CBA 2009, replaced Central Bank Act 1958 & extend more powers & duties to
BNM.
The CBA consists of 100 sections divided into 15 parts.
Unlike the Central Bank of Malaysia Act 1958, the CBA inserts new provision
in Part VII which covers provision pertaining to Islamic financial business.
Section 51-58 of Part VII of the CBA exclusively provide framework of Shariah
governance for IFIs in Malaysia
It grants authority to the BNM to establish the National Shariah Advisory
Council (SAC) and to specify its distinctive functions as well as secretariat to
assist the SAC in carrying out its definitive roles.
In parallel with the status of the SAC as the highest authority in matters
pertaining to Islamic banking, finance and takaful, the appointment of the
SAC members shall be made by the Yang di-Pertuan Agong. The SACs
remuneration and the terms of reference then shall be determined by the
BNM.
It sets the minimum fit and proper criteria of the SAC members. The candidate
must be knowledgeable and expert in Shariah or has appropriate knowledge
and experience in banking, finance and law.
It allows expert in other related disciplines as well as judges of the civil court and
shariah court to be the SAC members. This provision is unique as combination
of mixed expertise amongst the SAC members would potentially contribute
towards more solid and sound Shariah rulings.
SAC is accorded the status as the sole authoritative body on Shariah matters
pertaining to Islamic banking, takaful and Islamic finance in Malaysia.

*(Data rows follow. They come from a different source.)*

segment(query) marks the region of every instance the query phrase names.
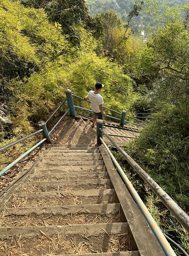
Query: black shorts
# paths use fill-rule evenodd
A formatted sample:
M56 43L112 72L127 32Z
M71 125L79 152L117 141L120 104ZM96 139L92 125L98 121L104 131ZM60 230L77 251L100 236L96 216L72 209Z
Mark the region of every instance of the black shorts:
M94 112L94 113L95 113L96 116L97 116L97 117L99 118L99 119L102 120L103 119L103 115L102 112L98 112L98 113Z

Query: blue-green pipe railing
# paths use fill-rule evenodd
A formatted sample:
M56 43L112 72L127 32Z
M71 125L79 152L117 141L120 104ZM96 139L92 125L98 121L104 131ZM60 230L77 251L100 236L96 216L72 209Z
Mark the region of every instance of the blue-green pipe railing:
M52 118L52 117L55 115L55 114L58 112L58 111L60 108L60 107L62 106L62 105L64 104L64 103L67 101L67 98L66 98L61 103L61 104L60 105L60 106L58 107L55 110L55 111L53 113L52 115L51 115L50 117L46 121L46 122L44 122L43 121L39 121L38 122L38 125L39 126L40 130L37 131L37 132L33 132L33 133L32 133L31 134L29 134L25 137L24 137L23 138L22 138L21 139L20 139L19 140L16 140L16 141L14 141L14 142L12 142L11 143L10 143L6 146L5 146L4 147L3 147L1 148L0 148L0 152L1 152L2 151L4 151L5 150L6 150L11 147L13 147L13 146L24 141L25 140L28 139L29 138L30 138L32 136L33 136L34 135L35 135L36 134L38 134L38 133L41 132L42 136L43 137L43 139L41 141L40 141L39 143L38 143L37 144L36 144L35 146L34 146L33 148L29 149L27 152L22 155L20 157L19 157L18 158L17 158L16 159L14 160L13 162L12 162L11 164L10 164L6 166L5 168L4 168L0 172L0 176L1 176L2 175L4 174L8 170L12 168L14 165L15 165L16 164L18 163L20 160L24 158L26 156L30 154L33 150L34 149L35 149L36 148L39 147L41 144L43 143L45 141L47 140L49 142L51 143L51 141L50 138L50 134L54 130L54 129L57 127L57 126L58 124L60 123L60 122L62 120L62 119L68 113L69 111L70 111L70 109L68 108L68 109L66 112L66 113L64 114L64 115L62 116L62 117L60 118L60 119L57 123L57 124L54 125L54 126L53 127L53 128L51 129L50 132L49 132L48 129L46 127L46 124L50 121L50 120Z
M33 148L29 149L27 151L26 151L25 153L22 155L20 157L15 160L11 164L10 164L10 165L8 165L6 168L5 168L1 172L0 172L0 176L3 175L5 173L6 173L8 170L12 168L15 165L17 164L17 163L18 163L19 161L20 161L22 159L24 158L25 157L27 156L28 154L31 153L33 149L35 149L36 148L39 147L41 144L43 143L44 141L45 141L47 139L46 138L45 138L41 140L40 142L36 144L35 146L34 146Z
M83 98L82 98L82 97L80 97L79 96L78 96L77 95L72 94L72 97L77 98L78 99L82 99L82 100L84 100L85 101L87 101L87 102L89 102L89 103L90 103L90 100L85 100L85 99L83 99ZM105 106L103 106L103 108L105 108L105 109L108 109L108 110L110 110L111 111L113 111L114 113L116 113L117 114L122 115L121 113L118 112L118 111L116 111L116 110L114 110L114 109L112 109L111 108L109 108L109 107L105 107ZM140 122L146 123L146 122L145 121L140 120L139 119L138 119L136 117L133 117L133 116L128 116L127 115L125 115L125 116L129 117L130 118L132 118L132 119L134 119L134 120L135 120L136 121L139 121L139 122Z
M67 98L66 98L61 103L61 104L60 105L60 106L57 108L57 109L55 110L55 111L52 114L50 117L46 121L45 124L46 124L49 122L50 120L50 119L54 116L55 115L55 114L59 110L59 109L60 108L60 107L62 107L62 106L64 104L65 102L67 100Z
M41 132L42 131L42 130L43 130L41 129L41 130L39 130L39 131L37 131L37 132L33 132L33 133L32 133L31 134L26 136L25 137L24 137L23 138L21 138L21 139L19 139L17 140L16 140L16 141L14 141L14 142L12 142L11 143L8 144L8 145L7 145L6 146L5 146L4 147L2 147L2 148L0 148L0 152L8 149L9 148L11 148L11 147L15 146L15 145L16 145L16 144L21 142L23 140L26 140L27 139L28 139L29 138L30 138L31 137L33 136L38 134L40 132Z
M62 120L64 118L64 117L65 117L65 116L67 115L67 114L70 111L70 109L68 108L68 109L66 111L65 114L63 115L63 116L62 116L62 117L60 118L60 119L57 123L57 124L55 124L55 125L54 126L54 127L51 129L51 130L49 132L49 135L51 134L52 132L56 128L56 127L57 126L57 125L58 124L62 121Z
M94 113L93 111L92 110L90 110L90 109L88 109L87 108L84 108L84 107L78 107L78 106L75 106L74 105L74 107L75 108L78 108L79 109L82 109L82 110L86 110L86 111L88 111L90 113ZM108 116L108 115L105 115L104 116L106 116L107 117L109 117L110 118L112 118L113 119L115 119L116 120L118 120L119 121L122 121L122 119L120 118L117 118L117 117L115 117L114 116ZM124 122L128 123L129 124L135 124L135 125L139 125L140 126L143 126L143 125L142 125L141 124L136 124L135 123L132 123L131 122L129 122L128 121L124 120Z
M142 199L140 197L137 192L136 191L132 184L130 182L125 173L122 170L120 165L113 155L112 153L109 149L106 143L104 142L102 139L100 137L99 138L101 141L101 144L103 144L106 148L107 152L112 160L116 168L121 175L123 180L127 185L127 188L131 192L132 197L134 198L135 202L137 204L143 213L147 222L150 226L152 231L154 233L157 240L159 242L161 248L166 256L176 256L174 251L171 248L170 245L168 242L167 239L163 234L161 230L157 224L156 223L153 219L153 217L149 212L145 205L143 202Z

The act requires the courts and arbitrator to refer to the rulings of the SAC for
any proceedings relating to Islamic financial business, and such rulings shall be
binding.
Despite of the recent legal development, it is worth noting that the CBA has
jurisdiction only on matters that fall under the auspices of the BNM, which
exclude the Shariah board in the Securities Commission.